Not Always Graceful

Goodbyes aren't always graceful.

You can't always plan for them.

Sometimes we know.

Sometimes they come out of left field and sock you in the face like a baseball.

If you haven't seen Infinity War, you may want to skip this entry. I have no idea what I'm going to say, but suspect a spoiler might leap up and grab you when we least expect it.

Mostly, the movie has me thinking about goodbyes, and how we aren't always given the space or time to properly process them. This movie ends with a cliffhanger, if you want to call it that. I would call it a pause, because we know there will be more Avengers films. We know certain characters will be returning.

We can also guess about two or three who may not.

But the end of the movie puts a lot of things on hold, leaves a lot of storylines without resolution. I'm okay with that, because it made things feel more real. For all the aliens and super powers, for all the portals and witty quips, the end of the movie feels real, because there's no time to breathe or to understand what we just saw.

It doesn't make sense. Death is like that.

It isn't fair. Death is like that.

It makes you want to scream. Death is like that.

Two stories hit me hardest here -- oh hey, here come the spoilers, I can feel it.

First, Gamora. If I have to see or read about another man who said "I love you," and then killed the woman he just said that to, I'm probably going to hurl the world into the sun, It's too real.
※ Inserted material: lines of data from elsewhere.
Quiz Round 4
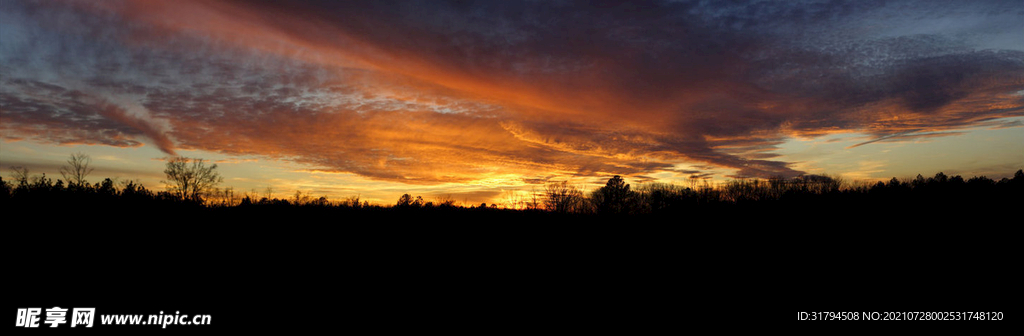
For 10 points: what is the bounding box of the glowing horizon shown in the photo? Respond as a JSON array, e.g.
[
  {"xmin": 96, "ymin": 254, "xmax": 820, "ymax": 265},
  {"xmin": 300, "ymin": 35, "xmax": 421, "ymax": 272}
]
[{"xmin": 0, "ymin": 1, "xmax": 1024, "ymax": 204}]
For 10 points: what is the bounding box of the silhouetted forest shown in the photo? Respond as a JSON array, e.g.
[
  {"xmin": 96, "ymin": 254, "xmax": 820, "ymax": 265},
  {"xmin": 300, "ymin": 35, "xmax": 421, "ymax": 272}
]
[
  {"xmin": 12, "ymin": 160, "xmax": 1024, "ymax": 328},
  {"xmin": 0, "ymin": 155, "xmax": 1024, "ymax": 225}
]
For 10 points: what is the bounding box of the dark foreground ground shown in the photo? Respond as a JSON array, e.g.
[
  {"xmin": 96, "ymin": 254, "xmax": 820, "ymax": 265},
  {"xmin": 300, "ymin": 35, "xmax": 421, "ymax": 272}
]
[{"xmin": 4, "ymin": 199, "xmax": 1021, "ymax": 334}]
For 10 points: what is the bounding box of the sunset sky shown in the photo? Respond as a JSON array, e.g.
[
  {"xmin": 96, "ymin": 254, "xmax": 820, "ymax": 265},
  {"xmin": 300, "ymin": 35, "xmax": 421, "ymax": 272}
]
[{"xmin": 0, "ymin": 0, "xmax": 1024, "ymax": 204}]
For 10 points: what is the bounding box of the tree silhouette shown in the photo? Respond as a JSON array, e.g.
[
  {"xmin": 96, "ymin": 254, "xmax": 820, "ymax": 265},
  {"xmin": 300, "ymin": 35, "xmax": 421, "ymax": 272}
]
[
  {"xmin": 594, "ymin": 175, "xmax": 630, "ymax": 213},
  {"xmin": 163, "ymin": 157, "xmax": 223, "ymax": 203},
  {"xmin": 60, "ymin": 153, "xmax": 92, "ymax": 185}
]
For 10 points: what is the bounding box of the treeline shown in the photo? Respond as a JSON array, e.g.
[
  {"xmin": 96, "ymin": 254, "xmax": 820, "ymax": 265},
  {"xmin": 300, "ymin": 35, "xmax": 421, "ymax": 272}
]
[{"xmin": 0, "ymin": 163, "xmax": 1024, "ymax": 215}]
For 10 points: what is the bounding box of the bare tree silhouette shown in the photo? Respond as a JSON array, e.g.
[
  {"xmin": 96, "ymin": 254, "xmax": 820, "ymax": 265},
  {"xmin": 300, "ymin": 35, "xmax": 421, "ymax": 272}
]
[
  {"xmin": 163, "ymin": 157, "xmax": 223, "ymax": 202},
  {"xmin": 60, "ymin": 153, "xmax": 92, "ymax": 185}
]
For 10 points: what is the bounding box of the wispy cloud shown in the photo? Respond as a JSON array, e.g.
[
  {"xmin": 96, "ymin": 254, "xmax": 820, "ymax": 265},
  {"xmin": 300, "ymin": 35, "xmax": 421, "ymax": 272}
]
[{"xmin": 0, "ymin": 1, "xmax": 1024, "ymax": 184}]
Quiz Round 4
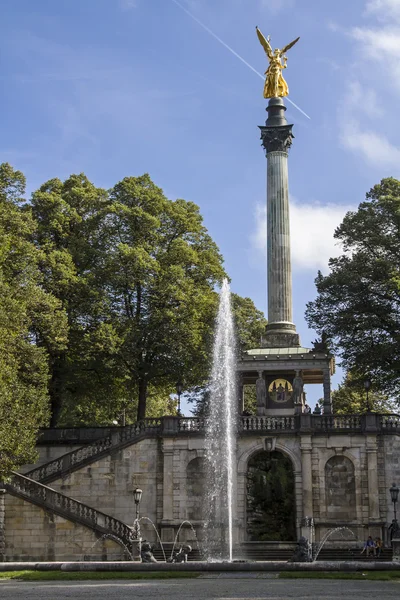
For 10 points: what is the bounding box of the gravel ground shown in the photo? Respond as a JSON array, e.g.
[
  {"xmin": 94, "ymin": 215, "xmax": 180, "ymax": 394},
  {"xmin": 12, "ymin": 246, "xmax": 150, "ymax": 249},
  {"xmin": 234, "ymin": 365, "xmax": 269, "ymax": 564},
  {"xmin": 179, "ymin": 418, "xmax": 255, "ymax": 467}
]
[{"xmin": 0, "ymin": 573, "xmax": 400, "ymax": 600}]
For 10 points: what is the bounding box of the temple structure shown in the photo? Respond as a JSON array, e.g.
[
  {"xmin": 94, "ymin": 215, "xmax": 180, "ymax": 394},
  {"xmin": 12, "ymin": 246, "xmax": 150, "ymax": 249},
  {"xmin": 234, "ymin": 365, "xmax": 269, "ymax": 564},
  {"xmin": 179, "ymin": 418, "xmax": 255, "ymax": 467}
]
[
  {"xmin": 238, "ymin": 98, "xmax": 335, "ymax": 416},
  {"xmin": 0, "ymin": 74, "xmax": 400, "ymax": 561}
]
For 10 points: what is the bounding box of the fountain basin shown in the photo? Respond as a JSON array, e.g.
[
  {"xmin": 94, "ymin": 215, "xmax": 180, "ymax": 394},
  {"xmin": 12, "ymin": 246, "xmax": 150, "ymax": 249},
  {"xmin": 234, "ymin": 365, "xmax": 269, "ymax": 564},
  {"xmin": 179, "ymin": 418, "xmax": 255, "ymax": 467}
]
[{"xmin": 0, "ymin": 560, "xmax": 399, "ymax": 573}]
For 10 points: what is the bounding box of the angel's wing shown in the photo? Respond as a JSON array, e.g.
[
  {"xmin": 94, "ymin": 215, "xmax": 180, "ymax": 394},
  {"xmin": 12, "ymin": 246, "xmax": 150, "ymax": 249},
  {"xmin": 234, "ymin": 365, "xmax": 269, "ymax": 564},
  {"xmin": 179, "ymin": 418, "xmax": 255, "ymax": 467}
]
[
  {"xmin": 256, "ymin": 27, "xmax": 274, "ymax": 60},
  {"xmin": 281, "ymin": 37, "xmax": 300, "ymax": 54}
]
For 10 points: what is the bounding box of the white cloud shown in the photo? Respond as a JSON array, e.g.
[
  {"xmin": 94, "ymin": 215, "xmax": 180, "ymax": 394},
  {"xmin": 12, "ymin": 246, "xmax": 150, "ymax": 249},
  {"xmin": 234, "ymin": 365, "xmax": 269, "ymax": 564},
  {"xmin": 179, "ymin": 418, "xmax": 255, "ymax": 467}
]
[
  {"xmin": 365, "ymin": 0, "xmax": 400, "ymax": 21},
  {"xmin": 338, "ymin": 0, "xmax": 400, "ymax": 172},
  {"xmin": 340, "ymin": 119, "xmax": 400, "ymax": 171},
  {"xmin": 251, "ymin": 198, "xmax": 355, "ymax": 272}
]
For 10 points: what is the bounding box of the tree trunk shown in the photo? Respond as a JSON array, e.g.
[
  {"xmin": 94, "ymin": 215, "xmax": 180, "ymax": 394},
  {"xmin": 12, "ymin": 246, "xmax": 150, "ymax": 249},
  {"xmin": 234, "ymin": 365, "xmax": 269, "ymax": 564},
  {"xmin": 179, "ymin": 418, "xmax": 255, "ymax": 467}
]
[
  {"xmin": 137, "ymin": 379, "xmax": 147, "ymax": 421},
  {"xmin": 49, "ymin": 352, "xmax": 66, "ymax": 427}
]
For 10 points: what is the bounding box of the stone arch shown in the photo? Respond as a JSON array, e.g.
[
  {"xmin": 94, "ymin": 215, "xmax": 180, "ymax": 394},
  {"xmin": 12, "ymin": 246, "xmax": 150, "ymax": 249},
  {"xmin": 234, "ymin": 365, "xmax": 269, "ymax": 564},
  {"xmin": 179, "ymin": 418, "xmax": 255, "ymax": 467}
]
[
  {"xmin": 186, "ymin": 456, "xmax": 205, "ymax": 521},
  {"xmin": 238, "ymin": 440, "xmax": 301, "ymax": 475},
  {"xmin": 325, "ymin": 454, "xmax": 357, "ymax": 522}
]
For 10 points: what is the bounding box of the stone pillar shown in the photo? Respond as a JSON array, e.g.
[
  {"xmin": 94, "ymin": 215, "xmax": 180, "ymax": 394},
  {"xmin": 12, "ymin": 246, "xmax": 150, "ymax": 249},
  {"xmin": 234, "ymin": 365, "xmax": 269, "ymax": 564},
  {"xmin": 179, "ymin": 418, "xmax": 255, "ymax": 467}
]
[
  {"xmin": 300, "ymin": 435, "xmax": 313, "ymax": 531},
  {"xmin": 236, "ymin": 373, "xmax": 244, "ymax": 417},
  {"xmin": 0, "ymin": 488, "xmax": 6, "ymax": 562},
  {"xmin": 162, "ymin": 439, "xmax": 174, "ymax": 528},
  {"xmin": 323, "ymin": 367, "xmax": 332, "ymax": 415},
  {"xmin": 366, "ymin": 435, "xmax": 380, "ymax": 521},
  {"xmin": 260, "ymin": 98, "xmax": 300, "ymax": 347}
]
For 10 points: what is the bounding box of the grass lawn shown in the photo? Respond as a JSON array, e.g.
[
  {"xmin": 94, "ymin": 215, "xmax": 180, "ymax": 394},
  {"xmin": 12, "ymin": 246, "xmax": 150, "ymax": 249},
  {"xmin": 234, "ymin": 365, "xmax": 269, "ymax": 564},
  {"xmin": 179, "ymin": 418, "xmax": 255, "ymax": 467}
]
[
  {"xmin": 279, "ymin": 571, "xmax": 400, "ymax": 581},
  {"xmin": 0, "ymin": 571, "xmax": 200, "ymax": 585}
]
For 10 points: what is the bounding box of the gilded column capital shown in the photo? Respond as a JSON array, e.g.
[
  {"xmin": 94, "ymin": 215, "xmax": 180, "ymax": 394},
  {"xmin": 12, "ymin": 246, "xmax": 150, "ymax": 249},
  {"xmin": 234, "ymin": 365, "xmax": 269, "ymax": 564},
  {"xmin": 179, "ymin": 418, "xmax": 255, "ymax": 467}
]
[{"xmin": 259, "ymin": 125, "xmax": 294, "ymax": 154}]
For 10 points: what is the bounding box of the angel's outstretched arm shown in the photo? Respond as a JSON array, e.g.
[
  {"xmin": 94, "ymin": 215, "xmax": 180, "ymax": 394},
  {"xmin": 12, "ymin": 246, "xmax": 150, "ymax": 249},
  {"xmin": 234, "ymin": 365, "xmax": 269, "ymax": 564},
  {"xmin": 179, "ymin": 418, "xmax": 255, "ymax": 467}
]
[
  {"xmin": 256, "ymin": 27, "xmax": 274, "ymax": 60},
  {"xmin": 281, "ymin": 37, "xmax": 300, "ymax": 54}
]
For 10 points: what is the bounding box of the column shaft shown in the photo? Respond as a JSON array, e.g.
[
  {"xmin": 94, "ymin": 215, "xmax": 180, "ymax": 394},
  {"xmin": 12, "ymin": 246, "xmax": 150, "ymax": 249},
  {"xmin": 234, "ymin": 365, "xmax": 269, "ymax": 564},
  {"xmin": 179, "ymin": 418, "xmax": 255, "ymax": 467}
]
[
  {"xmin": 267, "ymin": 151, "xmax": 293, "ymax": 324},
  {"xmin": 301, "ymin": 435, "xmax": 313, "ymax": 517}
]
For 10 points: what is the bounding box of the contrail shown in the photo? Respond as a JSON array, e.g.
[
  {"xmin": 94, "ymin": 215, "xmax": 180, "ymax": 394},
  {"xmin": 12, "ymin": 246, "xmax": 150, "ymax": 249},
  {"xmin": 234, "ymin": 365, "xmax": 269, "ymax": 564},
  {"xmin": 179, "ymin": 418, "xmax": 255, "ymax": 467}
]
[{"xmin": 172, "ymin": 0, "xmax": 311, "ymax": 119}]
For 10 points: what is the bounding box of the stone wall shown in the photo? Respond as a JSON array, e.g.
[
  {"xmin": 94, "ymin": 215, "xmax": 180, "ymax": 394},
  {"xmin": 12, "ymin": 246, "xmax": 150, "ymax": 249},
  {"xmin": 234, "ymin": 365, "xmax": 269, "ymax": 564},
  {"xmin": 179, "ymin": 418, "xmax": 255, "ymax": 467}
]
[
  {"xmin": 4, "ymin": 494, "xmax": 122, "ymax": 561},
  {"xmin": 0, "ymin": 431, "xmax": 400, "ymax": 560},
  {"xmin": 49, "ymin": 439, "xmax": 162, "ymax": 541}
]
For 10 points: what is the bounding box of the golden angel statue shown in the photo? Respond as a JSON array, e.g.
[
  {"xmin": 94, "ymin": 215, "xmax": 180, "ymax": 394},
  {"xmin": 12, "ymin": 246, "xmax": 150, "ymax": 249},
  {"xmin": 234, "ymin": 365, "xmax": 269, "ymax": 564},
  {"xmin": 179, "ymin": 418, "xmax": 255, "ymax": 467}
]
[{"xmin": 256, "ymin": 27, "xmax": 300, "ymax": 98}]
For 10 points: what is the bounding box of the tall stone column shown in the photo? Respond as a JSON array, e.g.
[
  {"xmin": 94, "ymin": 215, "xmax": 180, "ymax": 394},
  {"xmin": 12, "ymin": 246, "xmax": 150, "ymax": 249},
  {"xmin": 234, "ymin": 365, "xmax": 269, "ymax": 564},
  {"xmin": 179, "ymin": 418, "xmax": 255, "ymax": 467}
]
[
  {"xmin": 0, "ymin": 487, "xmax": 6, "ymax": 562},
  {"xmin": 323, "ymin": 367, "xmax": 332, "ymax": 415},
  {"xmin": 260, "ymin": 98, "xmax": 300, "ymax": 347},
  {"xmin": 300, "ymin": 435, "xmax": 313, "ymax": 517},
  {"xmin": 366, "ymin": 435, "xmax": 379, "ymax": 521},
  {"xmin": 161, "ymin": 438, "xmax": 174, "ymax": 542}
]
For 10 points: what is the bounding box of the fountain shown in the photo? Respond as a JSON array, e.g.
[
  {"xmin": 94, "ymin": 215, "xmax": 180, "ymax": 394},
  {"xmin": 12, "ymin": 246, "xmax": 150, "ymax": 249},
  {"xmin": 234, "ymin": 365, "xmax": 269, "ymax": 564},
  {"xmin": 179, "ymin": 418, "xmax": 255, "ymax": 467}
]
[
  {"xmin": 203, "ymin": 279, "xmax": 237, "ymax": 561},
  {"xmin": 312, "ymin": 526, "xmax": 357, "ymax": 562}
]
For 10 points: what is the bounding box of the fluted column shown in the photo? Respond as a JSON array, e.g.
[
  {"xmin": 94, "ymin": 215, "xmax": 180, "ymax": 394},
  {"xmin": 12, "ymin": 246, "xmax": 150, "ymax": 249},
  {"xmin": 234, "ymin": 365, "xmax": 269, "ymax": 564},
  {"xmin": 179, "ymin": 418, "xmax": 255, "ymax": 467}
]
[
  {"xmin": 0, "ymin": 488, "xmax": 6, "ymax": 562},
  {"xmin": 260, "ymin": 98, "xmax": 300, "ymax": 347},
  {"xmin": 301, "ymin": 435, "xmax": 313, "ymax": 517},
  {"xmin": 267, "ymin": 151, "xmax": 294, "ymax": 328}
]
And here I was just advocating that the end of the movie was real so I was okay with that.

But watching another woman get fridged so a dude can complete his Utterly Nonsense Plan?

Were we supposed to be shocked that Thanos actually did love her? Was Gamora's surprise intended to foster ours? It only made me angry, watching him cry over her, over knowing that he was about to kill her to make the universe a "better place." Fuck that.

Second, Peter Parker. The movie opens with Tony having dreamed that he and Pepper were pregnant; the movie opens with Tony feeling it's time to be a dad. The movie ends with Peter turning to ash in Tony's arms, after Tony has, perhaps unintentionally, spent the movie being a dad to him.

I can't even with that. Even though we know Peter's coming back (hi, movie contracts). But. BUT. Even as I can't, I CAN, because apparently I contain multitudes. If time is reset, and they remember this timeline, how does that change who they are going forward? If the reset button erases memories, that will mean this film was a waste.

Goodbyes aren't always graceful. Those on screen, in a book, or in real life. I've had people vanish without warning. They may as well have turned to ash in my hands. Some of those people never came back. A few of them did and I'm never ever letting them go again.

No matter all the magic and wonder and portals and pryotechnics, goodbyes are sloppy and imperfect, and so is Infinity War. So though it makes me angry, I think I understand it.

2 thoughts on “Not Always Graceful

  1. great thoughts. I'm still recovering from the emotional ass-kicking last night.

  2. Cassie says:

    The things that got me: the relief on Wanda's face when she realizes she doesn't have to live with what's happened. And Bucky, walking back to his best friend and finally just getting to talk.